There have been concerns about the radicalisation of children in the West Midlands since a terrorist was caught on a surveillance tape indoctrinating his five-year-old son.
Parviz Khan was jailed for plotting to kidnap and behead a British soldier in 2008. He was recorded threatening to beat his own son if he did not swear allegiance to Osama Bin Laden and encouraged him to ‘kill’ America, George W Bush and Tony Blair.
Instead of easing concerns in the Muslim community, the email has instead inflamed tensions.
The sergeant wrote: ‘I am a police officer and therefore it will always be part of my role to gather intelligence and I will report back any information or intelligence which may suggest someone is a terrorist, or is planning to be one or to support others.
‘However, my role is to raise the level of awareness of the threat of terrorism and radicalisation and support and work with partners to try to prevent it.’
The sergeant’s West Midlands police unit last night confirmed that counter-terrorist officers specially trained in identifying children and young people vulnerable to radicalisation had visited nursery schools.

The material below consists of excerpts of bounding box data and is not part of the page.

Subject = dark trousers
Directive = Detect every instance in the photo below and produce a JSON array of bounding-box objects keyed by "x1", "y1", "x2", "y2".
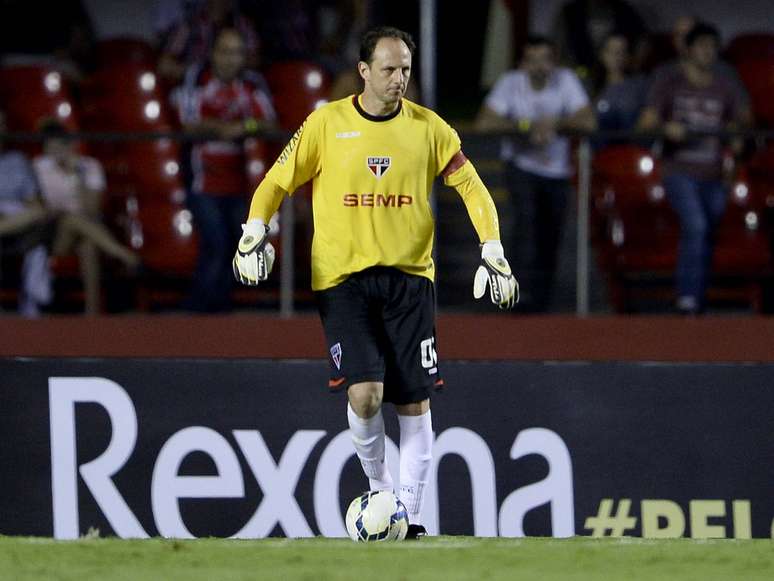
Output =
[
  {"x1": 664, "y1": 174, "x2": 726, "y2": 310},
  {"x1": 506, "y1": 165, "x2": 570, "y2": 312},
  {"x1": 184, "y1": 192, "x2": 247, "y2": 313}
]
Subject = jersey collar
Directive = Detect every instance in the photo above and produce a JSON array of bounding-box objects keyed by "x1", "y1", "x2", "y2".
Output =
[{"x1": 352, "y1": 95, "x2": 403, "y2": 122}]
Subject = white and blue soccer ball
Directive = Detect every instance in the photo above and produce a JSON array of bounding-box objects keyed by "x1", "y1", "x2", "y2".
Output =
[{"x1": 346, "y1": 490, "x2": 408, "y2": 542}]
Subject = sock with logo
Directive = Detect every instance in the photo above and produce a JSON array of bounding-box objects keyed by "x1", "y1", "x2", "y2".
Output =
[
  {"x1": 347, "y1": 404, "x2": 393, "y2": 490},
  {"x1": 398, "y1": 410, "x2": 433, "y2": 524}
]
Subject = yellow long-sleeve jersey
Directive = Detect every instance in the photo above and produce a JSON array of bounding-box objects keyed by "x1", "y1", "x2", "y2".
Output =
[{"x1": 250, "y1": 97, "x2": 499, "y2": 290}]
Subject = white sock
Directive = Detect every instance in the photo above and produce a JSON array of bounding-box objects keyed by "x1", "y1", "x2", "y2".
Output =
[
  {"x1": 398, "y1": 410, "x2": 433, "y2": 524},
  {"x1": 347, "y1": 404, "x2": 393, "y2": 490}
]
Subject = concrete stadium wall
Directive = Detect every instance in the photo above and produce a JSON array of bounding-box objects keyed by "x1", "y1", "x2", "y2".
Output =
[{"x1": 0, "y1": 314, "x2": 774, "y2": 362}]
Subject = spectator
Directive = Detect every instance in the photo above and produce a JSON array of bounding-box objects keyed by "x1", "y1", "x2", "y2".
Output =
[
  {"x1": 158, "y1": 0, "x2": 259, "y2": 86},
  {"x1": 639, "y1": 23, "x2": 751, "y2": 314},
  {"x1": 476, "y1": 36, "x2": 596, "y2": 311},
  {"x1": 174, "y1": 28, "x2": 275, "y2": 312},
  {"x1": 554, "y1": 0, "x2": 646, "y2": 72},
  {"x1": 33, "y1": 120, "x2": 140, "y2": 315},
  {"x1": 650, "y1": 15, "x2": 750, "y2": 107},
  {"x1": 591, "y1": 32, "x2": 648, "y2": 143},
  {"x1": 0, "y1": 111, "x2": 51, "y2": 317}
]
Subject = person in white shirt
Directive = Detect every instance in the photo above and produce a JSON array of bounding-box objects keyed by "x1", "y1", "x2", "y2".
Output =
[
  {"x1": 0, "y1": 110, "x2": 51, "y2": 317},
  {"x1": 476, "y1": 36, "x2": 596, "y2": 311},
  {"x1": 33, "y1": 120, "x2": 140, "y2": 315}
]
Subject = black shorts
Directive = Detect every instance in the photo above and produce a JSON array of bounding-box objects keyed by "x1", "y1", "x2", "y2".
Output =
[{"x1": 316, "y1": 267, "x2": 443, "y2": 404}]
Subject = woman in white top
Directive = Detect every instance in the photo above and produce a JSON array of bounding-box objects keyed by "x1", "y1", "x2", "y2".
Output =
[{"x1": 33, "y1": 120, "x2": 140, "y2": 315}]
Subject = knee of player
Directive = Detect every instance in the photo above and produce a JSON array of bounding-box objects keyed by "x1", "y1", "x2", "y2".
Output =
[{"x1": 348, "y1": 383, "x2": 382, "y2": 418}]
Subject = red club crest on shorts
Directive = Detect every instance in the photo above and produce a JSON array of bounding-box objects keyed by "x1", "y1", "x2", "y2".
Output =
[
  {"x1": 366, "y1": 157, "x2": 391, "y2": 178},
  {"x1": 331, "y1": 343, "x2": 341, "y2": 370}
]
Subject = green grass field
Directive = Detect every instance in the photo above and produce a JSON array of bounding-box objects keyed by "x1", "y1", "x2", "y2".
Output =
[{"x1": 0, "y1": 537, "x2": 774, "y2": 581}]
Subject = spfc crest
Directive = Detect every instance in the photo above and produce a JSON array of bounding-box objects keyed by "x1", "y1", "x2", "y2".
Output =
[
  {"x1": 366, "y1": 157, "x2": 390, "y2": 178},
  {"x1": 331, "y1": 343, "x2": 341, "y2": 370}
]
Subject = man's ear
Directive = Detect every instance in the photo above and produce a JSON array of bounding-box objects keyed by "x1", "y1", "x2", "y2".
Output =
[{"x1": 357, "y1": 61, "x2": 371, "y2": 81}]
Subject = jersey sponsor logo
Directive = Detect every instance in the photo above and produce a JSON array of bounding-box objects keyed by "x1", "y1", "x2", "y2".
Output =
[
  {"x1": 366, "y1": 157, "x2": 392, "y2": 179},
  {"x1": 419, "y1": 337, "x2": 438, "y2": 375},
  {"x1": 331, "y1": 343, "x2": 341, "y2": 371},
  {"x1": 343, "y1": 194, "x2": 414, "y2": 208},
  {"x1": 277, "y1": 121, "x2": 306, "y2": 165}
]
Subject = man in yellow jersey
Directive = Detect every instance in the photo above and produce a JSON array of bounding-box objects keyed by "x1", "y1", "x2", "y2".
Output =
[{"x1": 234, "y1": 27, "x2": 518, "y2": 538}]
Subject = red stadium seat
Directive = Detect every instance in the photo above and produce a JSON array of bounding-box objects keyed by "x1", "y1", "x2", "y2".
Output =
[
  {"x1": 736, "y1": 57, "x2": 774, "y2": 127},
  {"x1": 725, "y1": 32, "x2": 774, "y2": 64},
  {"x1": 266, "y1": 61, "x2": 331, "y2": 129},
  {"x1": 83, "y1": 65, "x2": 174, "y2": 131},
  {"x1": 591, "y1": 146, "x2": 771, "y2": 311},
  {"x1": 0, "y1": 65, "x2": 78, "y2": 156}
]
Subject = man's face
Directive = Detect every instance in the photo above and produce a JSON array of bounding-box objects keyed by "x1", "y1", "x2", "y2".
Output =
[
  {"x1": 687, "y1": 35, "x2": 718, "y2": 69},
  {"x1": 358, "y1": 38, "x2": 411, "y2": 105},
  {"x1": 599, "y1": 36, "x2": 629, "y2": 71},
  {"x1": 521, "y1": 44, "x2": 556, "y2": 84},
  {"x1": 212, "y1": 32, "x2": 245, "y2": 82},
  {"x1": 43, "y1": 137, "x2": 75, "y2": 165}
]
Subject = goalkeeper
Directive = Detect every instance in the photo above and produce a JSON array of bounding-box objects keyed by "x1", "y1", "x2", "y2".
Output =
[{"x1": 234, "y1": 27, "x2": 519, "y2": 538}]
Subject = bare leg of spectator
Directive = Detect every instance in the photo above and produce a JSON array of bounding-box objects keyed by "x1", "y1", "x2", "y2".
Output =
[
  {"x1": 77, "y1": 240, "x2": 101, "y2": 316},
  {"x1": 60, "y1": 214, "x2": 140, "y2": 267},
  {"x1": 0, "y1": 208, "x2": 46, "y2": 236}
]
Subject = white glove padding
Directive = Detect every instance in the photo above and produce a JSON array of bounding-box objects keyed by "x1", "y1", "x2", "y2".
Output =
[
  {"x1": 473, "y1": 240, "x2": 519, "y2": 309},
  {"x1": 232, "y1": 220, "x2": 274, "y2": 286}
]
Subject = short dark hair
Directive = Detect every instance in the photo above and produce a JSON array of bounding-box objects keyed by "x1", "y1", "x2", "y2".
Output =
[
  {"x1": 516, "y1": 34, "x2": 557, "y2": 60},
  {"x1": 360, "y1": 26, "x2": 417, "y2": 64},
  {"x1": 40, "y1": 117, "x2": 70, "y2": 139},
  {"x1": 685, "y1": 22, "x2": 720, "y2": 46}
]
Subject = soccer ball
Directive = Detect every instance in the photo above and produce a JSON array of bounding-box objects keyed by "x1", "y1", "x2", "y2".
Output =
[{"x1": 346, "y1": 490, "x2": 408, "y2": 542}]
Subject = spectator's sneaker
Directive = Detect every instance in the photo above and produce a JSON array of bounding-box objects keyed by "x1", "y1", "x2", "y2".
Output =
[{"x1": 406, "y1": 525, "x2": 427, "y2": 541}]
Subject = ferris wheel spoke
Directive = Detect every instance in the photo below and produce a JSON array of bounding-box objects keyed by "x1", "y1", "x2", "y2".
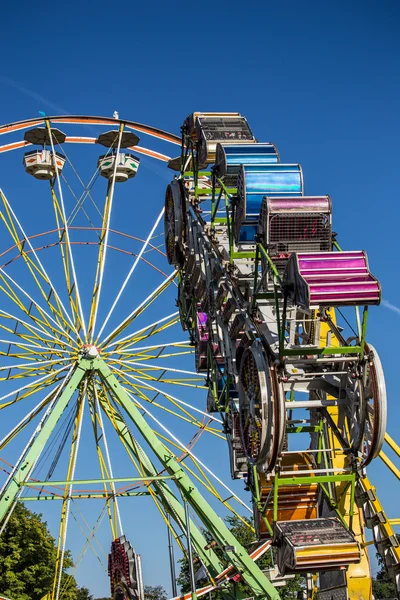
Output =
[
  {"x1": 109, "y1": 367, "x2": 222, "y2": 425},
  {"x1": 46, "y1": 120, "x2": 86, "y2": 339},
  {"x1": 97, "y1": 206, "x2": 164, "y2": 339},
  {"x1": 112, "y1": 372, "x2": 225, "y2": 439},
  {"x1": 123, "y1": 392, "x2": 252, "y2": 513},
  {"x1": 114, "y1": 359, "x2": 206, "y2": 378},
  {"x1": 53, "y1": 381, "x2": 86, "y2": 600},
  {"x1": 0, "y1": 358, "x2": 69, "y2": 381},
  {"x1": 88, "y1": 123, "x2": 124, "y2": 341},
  {"x1": 60, "y1": 502, "x2": 108, "y2": 600},
  {"x1": 50, "y1": 181, "x2": 86, "y2": 332},
  {"x1": 106, "y1": 340, "x2": 192, "y2": 355},
  {"x1": 62, "y1": 148, "x2": 104, "y2": 225},
  {"x1": 96, "y1": 270, "x2": 178, "y2": 349},
  {"x1": 0, "y1": 190, "x2": 79, "y2": 339},
  {"x1": 0, "y1": 366, "x2": 74, "y2": 498},
  {"x1": 93, "y1": 385, "x2": 123, "y2": 539},
  {"x1": 0, "y1": 365, "x2": 68, "y2": 410},
  {"x1": 0, "y1": 388, "x2": 57, "y2": 450},
  {"x1": 61, "y1": 173, "x2": 102, "y2": 233},
  {"x1": 107, "y1": 312, "x2": 179, "y2": 352},
  {"x1": 0, "y1": 268, "x2": 75, "y2": 343},
  {"x1": 110, "y1": 359, "x2": 205, "y2": 390},
  {"x1": 0, "y1": 310, "x2": 73, "y2": 349}
]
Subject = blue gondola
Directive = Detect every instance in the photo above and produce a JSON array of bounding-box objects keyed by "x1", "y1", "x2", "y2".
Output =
[
  {"x1": 215, "y1": 142, "x2": 279, "y2": 177},
  {"x1": 235, "y1": 163, "x2": 303, "y2": 243}
]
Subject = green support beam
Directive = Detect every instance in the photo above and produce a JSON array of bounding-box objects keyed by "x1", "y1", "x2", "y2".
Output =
[
  {"x1": 0, "y1": 360, "x2": 87, "y2": 523},
  {"x1": 100, "y1": 392, "x2": 228, "y2": 577},
  {"x1": 20, "y1": 475, "x2": 173, "y2": 487},
  {"x1": 97, "y1": 358, "x2": 279, "y2": 600},
  {"x1": 0, "y1": 357, "x2": 280, "y2": 600}
]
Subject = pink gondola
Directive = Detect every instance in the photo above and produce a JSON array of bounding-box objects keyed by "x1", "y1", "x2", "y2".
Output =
[{"x1": 283, "y1": 250, "x2": 381, "y2": 308}]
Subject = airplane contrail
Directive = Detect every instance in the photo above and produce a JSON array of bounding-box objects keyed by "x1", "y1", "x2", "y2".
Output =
[
  {"x1": 381, "y1": 300, "x2": 400, "y2": 315},
  {"x1": 0, "y1": 75, "x2": 69, "y2": 114}
]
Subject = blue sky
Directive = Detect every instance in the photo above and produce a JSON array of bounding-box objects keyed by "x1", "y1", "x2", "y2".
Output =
[{"x1": 0, "y1": 0, "x2": 400, "y2": 596}]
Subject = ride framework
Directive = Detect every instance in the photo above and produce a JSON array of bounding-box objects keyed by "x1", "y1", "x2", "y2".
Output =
[{"x1": 0, "y1": 112, "x2": 400, "y2": 600}]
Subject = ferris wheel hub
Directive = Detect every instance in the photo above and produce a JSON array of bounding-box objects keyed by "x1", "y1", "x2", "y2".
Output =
[{"x1": 81, "y1": 344, "x2": 100, "y2": 358}]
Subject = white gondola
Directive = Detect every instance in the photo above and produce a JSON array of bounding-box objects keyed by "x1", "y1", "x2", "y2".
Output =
[
  {"x1": 24, "y1": 149, "x2": 66, "y2": 179},
  {"x1": 97, "y1": 152, "x2": 140, "y2": 183}
]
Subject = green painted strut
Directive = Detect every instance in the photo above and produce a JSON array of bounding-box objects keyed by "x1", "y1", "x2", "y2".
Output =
[
  {"x1": 0, "y1": 357, "x2": 280, "y2": 600},
  {"x1": 97, "y1": 358, "x2": 279, "y2": 599},
  {"x1": 20, "y1": 475, "x2": 173, "y2": 487},
  {"x1": 0, "y1": 360, "x2": 86, "y2": 523}
]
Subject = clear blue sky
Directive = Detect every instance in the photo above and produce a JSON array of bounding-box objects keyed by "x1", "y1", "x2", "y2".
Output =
[{"x1": 0, "y1": 0, "x2": 400, "y2": 596}]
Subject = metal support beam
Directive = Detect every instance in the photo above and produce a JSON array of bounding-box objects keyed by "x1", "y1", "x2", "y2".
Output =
[
  {"x1": 97, "y1": 358, "x2": 279, "y2": 599},
  {"x1": 0, "y1": 359, "x2": 88, "y2": 523},
  {"x1": 101, "y1": 394, "x2": 224, "y2": 577}
]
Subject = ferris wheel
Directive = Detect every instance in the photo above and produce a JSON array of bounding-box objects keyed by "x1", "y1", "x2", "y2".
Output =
[
  {"x1": 0, "y1": 113, "x2": 400, "y2": 600},
  {"x1": 0, "y1": 117, "x2": 260, "y2": 598}
]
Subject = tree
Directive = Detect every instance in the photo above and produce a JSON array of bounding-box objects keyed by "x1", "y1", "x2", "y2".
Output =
[
  {"x1": 76, "y1": 587, "x2": 93, "y2": 600},
  {"x1": 372, "y1": 554, "x2": 397, "y2": 600},
  {"x1": 177, "y1": 515, "x2": 304, "y2": 600},
  {"x1": 0, "y1": 503, "x2": 76, "y2": 600},
  {"x1": 144, "y1": 585, "x2": 168, "y2": 600}
]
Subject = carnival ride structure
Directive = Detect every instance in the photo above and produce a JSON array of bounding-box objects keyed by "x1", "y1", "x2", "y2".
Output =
[{"x1": 0, "y1": 113, "x2": 400, "y2": 600}]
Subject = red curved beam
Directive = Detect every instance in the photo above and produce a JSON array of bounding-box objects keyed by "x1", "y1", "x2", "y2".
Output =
[{"x1": 0, "y1": 115, "x2": 181, "y2": 145}]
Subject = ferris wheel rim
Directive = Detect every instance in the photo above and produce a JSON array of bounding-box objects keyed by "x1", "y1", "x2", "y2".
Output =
[
  {"x1": 361, "y1": 343, "x2": 387, "y2": 468},
  {"x1": 0, "y1": 115, "x2": 182, "y2": 146}
]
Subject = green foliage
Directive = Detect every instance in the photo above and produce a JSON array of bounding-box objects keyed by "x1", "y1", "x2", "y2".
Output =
[
  {"x1": 76, "y1": 587, "x2": 93, "y2": 600},
  {"x1": 0, "y1": 503, "x2": 77, "y2": 600},
  {"x1": 144, "y1": 585, "x2": 168, "y2": 600},
  {"x1": 372, "y1": 554, "x2": 397, "y2": 600}
]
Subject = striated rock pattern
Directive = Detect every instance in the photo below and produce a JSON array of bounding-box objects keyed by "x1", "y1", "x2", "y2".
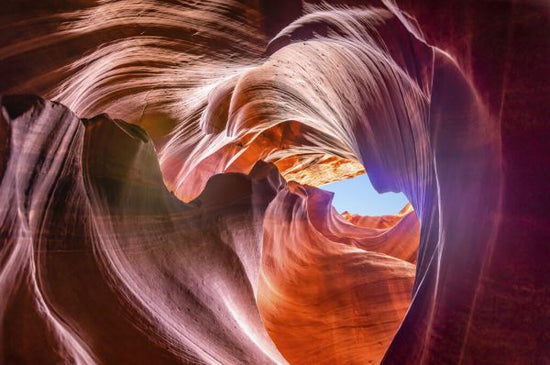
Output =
[{"x1": 0, "y1": 0, "x2": 550, "y2": 364}]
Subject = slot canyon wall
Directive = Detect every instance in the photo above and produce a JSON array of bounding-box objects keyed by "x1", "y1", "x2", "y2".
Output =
[{"x1": 0, "y1": 0, "x2": 550, "y2": 364}]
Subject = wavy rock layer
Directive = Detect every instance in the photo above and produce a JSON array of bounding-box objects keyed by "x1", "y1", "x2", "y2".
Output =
[{"x1": 0, "y1": 0, "x2": 550, "y2": 364}]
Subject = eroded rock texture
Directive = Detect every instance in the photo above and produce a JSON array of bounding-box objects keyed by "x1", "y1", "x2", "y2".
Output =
[{"x1": 0, "y1": 0, "x2": 550, "y2": 364}]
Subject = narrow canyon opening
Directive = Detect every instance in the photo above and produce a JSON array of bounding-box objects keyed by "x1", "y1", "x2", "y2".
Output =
[{"x1": 319, "y1": 174, "x2": 408, "y2": 216}]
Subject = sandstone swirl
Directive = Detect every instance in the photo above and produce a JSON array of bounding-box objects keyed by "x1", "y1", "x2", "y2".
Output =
[{"x1": 0, "y1": 0, "x2": 550, "y2": 364}]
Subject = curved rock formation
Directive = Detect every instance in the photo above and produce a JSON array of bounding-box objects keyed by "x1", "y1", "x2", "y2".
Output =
[{"x1": 0, "y1": 0, "x2": 550, "y2": 364}]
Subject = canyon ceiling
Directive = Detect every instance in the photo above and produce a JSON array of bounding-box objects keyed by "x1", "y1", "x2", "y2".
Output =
[{"x1": 0, "y1": 0, "x2": 550, "y2": 364}]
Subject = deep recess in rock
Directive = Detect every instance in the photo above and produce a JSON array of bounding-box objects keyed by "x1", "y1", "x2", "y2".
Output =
[{"x1": 0, "y1": 0, "x2": 550, "y2": 365}]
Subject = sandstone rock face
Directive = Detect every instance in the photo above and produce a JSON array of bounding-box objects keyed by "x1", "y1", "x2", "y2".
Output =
[{"x1": 0, "y1": 0, "x2": 550, "y2": 364}]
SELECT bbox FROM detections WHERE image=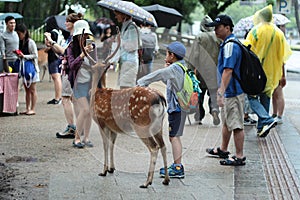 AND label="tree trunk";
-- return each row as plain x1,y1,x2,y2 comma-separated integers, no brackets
294,0,300,36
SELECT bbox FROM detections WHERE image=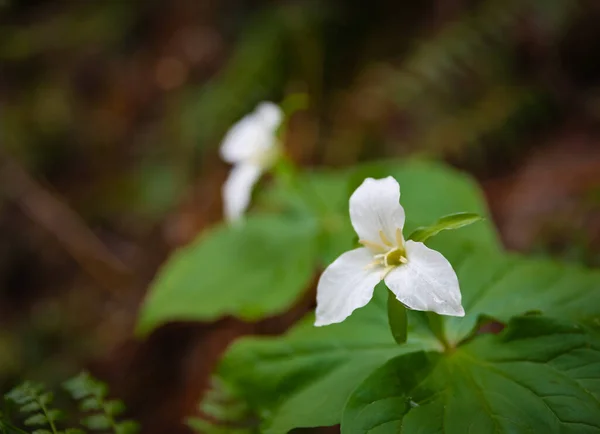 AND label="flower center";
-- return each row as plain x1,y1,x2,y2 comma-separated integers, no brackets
383,247,408,267
361,229,408,279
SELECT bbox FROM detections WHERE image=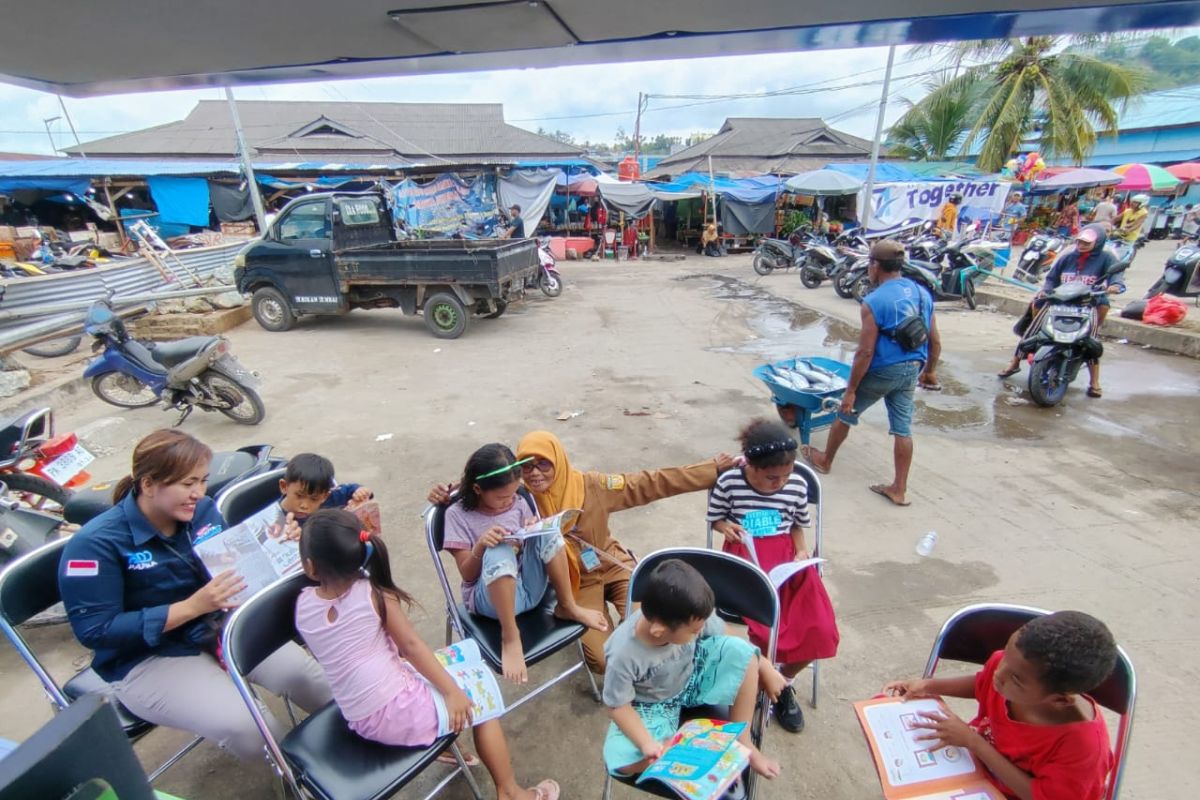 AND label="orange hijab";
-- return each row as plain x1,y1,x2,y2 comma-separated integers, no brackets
517,431,583,517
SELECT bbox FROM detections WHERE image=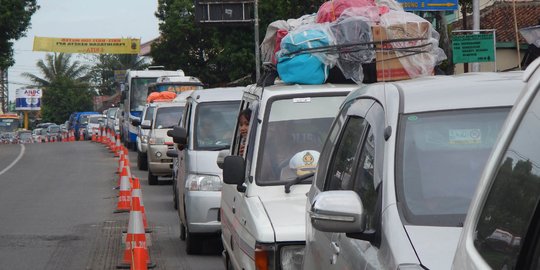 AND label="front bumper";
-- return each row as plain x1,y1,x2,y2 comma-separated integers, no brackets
147,144,173,176
185,190,221,233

Sir Norman Bettison, who speaks for the Association of Chief Police Officers on the anti-terror strategy Prevent, said the email was a ‘clumsy’ attempt by the officer to explain the strategy.
Chief Constable Sir Norman said: ‘There is absolutely no example, nationally, of the police engaging with nursery-age kids specifically on this issue.
‘That is the age for learning about stranger-danger and the Tufty Club.’
But he added that the policy ‘is no different to addressing the harm of drugs or sexual exploitation’.
‘Prevent is a way of addressing those most vulnerable in an attempt to protect them,’ he said.
‘It is easy to give Prevent initiatives a kicking because it is viewed as intrusive but, the next time there is a terrorist outrage involving young people who have been radicalised, there will be a wringing of hands and people will say, “What more could we have done?”‘
Arun Kundnani, of the Institute of Race Relations, contacted the officer who sent the email and asked for an explanation as to why counter-terrorism officers had visited nursery schools.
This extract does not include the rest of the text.